Ma se il somatico si estingue e se la produzione si
smaterializza, su cosa - nell’analisi
del filosofo sudcoreano – “gioca” il neoliberalismo? Qual è lo strumento con
cui arriva a se-durre la psiche? Oggi il vero “capitale” sono le emozioni.
Quella che viene oscurata è la razionalità a favore dell’insorgenza – breve,
estemporanea, destinata a eclissarsi rapidamente – delle emozioni. Lo stesso
sentimento arretra per far posto “alla dittatura delle emozioni”. “Oggi, in
fondo, non consumiamo più cose, ma emozioni: le cose non possono essere
consumate all’infinito, le emozioni sì”. La stessa comunicazione è
completamente asservita alla dinamica delle emozioni. Incandescenti ma brevi.

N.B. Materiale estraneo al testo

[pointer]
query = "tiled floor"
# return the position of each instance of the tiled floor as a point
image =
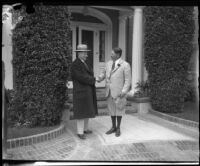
(144, 138)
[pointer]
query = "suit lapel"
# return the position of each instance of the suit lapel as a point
(117, 66)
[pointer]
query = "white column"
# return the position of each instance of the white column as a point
(122, 35)
(137, 47)
(7, 49)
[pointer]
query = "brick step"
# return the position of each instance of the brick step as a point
(102, 104)
(104, 111)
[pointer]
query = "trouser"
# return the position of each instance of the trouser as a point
(82, 125)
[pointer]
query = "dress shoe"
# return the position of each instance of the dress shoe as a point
(87, 132)
(81, 136)
(117, 133)
(112, 130)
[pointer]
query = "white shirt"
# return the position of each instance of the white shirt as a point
(117, 61)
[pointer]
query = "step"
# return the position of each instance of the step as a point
(104, 111)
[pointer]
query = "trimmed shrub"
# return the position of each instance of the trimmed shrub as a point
(168, 48)
(41, 61)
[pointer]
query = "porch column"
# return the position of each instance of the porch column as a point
(7, 48)
(122, 34)
(137, 39)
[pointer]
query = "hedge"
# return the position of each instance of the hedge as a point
(41, 62)
(168, 47)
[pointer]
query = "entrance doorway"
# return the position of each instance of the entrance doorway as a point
(97, 42)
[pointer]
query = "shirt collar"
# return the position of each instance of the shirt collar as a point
(117, 61)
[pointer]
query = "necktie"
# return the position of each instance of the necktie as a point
(113, 66)
(86, 65)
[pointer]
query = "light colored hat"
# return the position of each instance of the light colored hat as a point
(120, 103)
(82, 47)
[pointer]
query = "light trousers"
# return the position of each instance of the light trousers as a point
(113, 111)
(82, 125)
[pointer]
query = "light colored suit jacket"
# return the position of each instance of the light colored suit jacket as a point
(117, 80)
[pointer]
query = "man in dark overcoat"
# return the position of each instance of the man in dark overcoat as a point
(84, 91)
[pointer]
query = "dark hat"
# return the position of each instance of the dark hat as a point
(82, 47)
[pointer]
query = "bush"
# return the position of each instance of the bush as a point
(168, 48)
(41, 61)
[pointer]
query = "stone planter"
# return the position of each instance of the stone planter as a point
(142, 105)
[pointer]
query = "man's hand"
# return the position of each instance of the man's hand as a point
(122, 94)
(97, 79)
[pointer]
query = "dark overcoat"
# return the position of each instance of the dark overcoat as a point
(84, 91)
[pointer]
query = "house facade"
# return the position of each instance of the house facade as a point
(101, 28)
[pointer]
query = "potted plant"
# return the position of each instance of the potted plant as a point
(141, 99)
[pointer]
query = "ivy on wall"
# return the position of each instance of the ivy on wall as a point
(41, 62)
(168, 48)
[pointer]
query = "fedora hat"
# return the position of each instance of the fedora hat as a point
(82, 47)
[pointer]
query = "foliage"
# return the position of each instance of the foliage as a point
(41, 61)
(168, 48)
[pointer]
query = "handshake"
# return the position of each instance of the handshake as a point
(98, 79)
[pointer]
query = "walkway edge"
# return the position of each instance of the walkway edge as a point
(33, 139)
(175, 119)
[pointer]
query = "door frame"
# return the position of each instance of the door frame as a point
(96, 28)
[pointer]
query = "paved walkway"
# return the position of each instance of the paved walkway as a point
(144, 138)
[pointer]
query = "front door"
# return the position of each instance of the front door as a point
(92, 37)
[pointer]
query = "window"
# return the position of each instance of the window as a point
(102, 46)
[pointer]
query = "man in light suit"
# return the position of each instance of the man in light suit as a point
(118, 81)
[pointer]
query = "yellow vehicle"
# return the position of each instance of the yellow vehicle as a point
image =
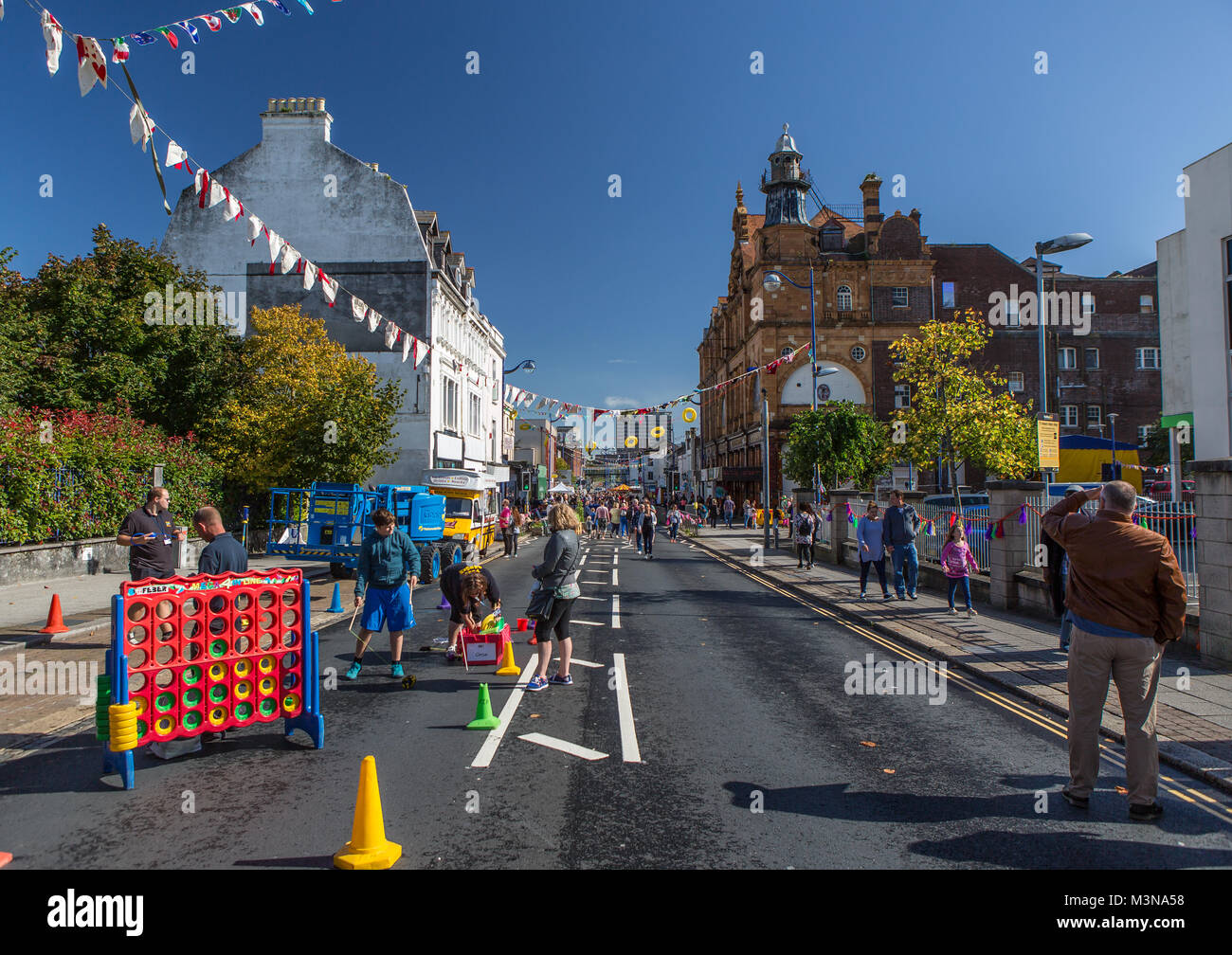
(471, 511)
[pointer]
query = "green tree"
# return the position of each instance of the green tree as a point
(965, 414)
(841, 440)
(78, 333)
(304, 412)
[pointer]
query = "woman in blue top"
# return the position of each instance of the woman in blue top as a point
(873, 551)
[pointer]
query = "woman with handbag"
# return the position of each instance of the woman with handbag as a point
(553, 603)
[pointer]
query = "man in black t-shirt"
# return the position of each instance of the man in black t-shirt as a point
(152, 533)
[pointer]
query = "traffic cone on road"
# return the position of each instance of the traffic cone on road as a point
(508, 664)
(54, 620)
(369, 848)
(336, 606)
(483, 716)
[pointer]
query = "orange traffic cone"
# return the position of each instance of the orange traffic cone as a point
(54, 620)
(369, 848)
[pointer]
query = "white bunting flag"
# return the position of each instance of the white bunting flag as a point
(140, 127)
(91, 64)
(54, 36)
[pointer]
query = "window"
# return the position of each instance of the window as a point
(448, 405)
(475, 414)
(1146, 359)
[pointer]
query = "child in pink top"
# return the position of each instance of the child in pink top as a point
(956, 558)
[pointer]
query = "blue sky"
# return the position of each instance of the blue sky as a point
(611, 295)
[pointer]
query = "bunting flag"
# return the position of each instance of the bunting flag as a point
(54, 36)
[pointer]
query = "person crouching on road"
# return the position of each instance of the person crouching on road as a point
(466, 588)
(387, 573)
(559, 573)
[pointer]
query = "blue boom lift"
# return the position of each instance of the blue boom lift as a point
(327, 521)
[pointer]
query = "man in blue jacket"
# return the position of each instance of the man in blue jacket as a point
(902, 524)
(389, 570)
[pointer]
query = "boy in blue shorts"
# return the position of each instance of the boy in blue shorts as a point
(389, 569)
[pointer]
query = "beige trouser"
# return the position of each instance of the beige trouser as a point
(1133, 664)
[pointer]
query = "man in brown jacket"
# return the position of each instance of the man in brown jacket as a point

Volatili. Istantanee. È il trionfo della comunicazione digitale, il cui
obiettivo principale è – scrive il filosofo sudcoreano - scatenare delle
“tempeste affettive”.
Ma la comunicazione istantanea, la comunicazione spinta
da una vertiginosa accelerazione è una comunicazione morta. Perché? Perché non
presuppone più uno scambio, un transito, un urto tra soggetti diversi. “La
comunicazione – scrive il filosofo - prende velocità là dove l’Uguale reagisce
all’Uguale. La resistenza e la riluttanza delle diversità o dell’estraneità
disturbano e rallentano, invece, la piatta comunicazione dell’Uguale. È proprio nell’inferno dell’Uguale che la
comunicazione raggiunge la massima velocità”.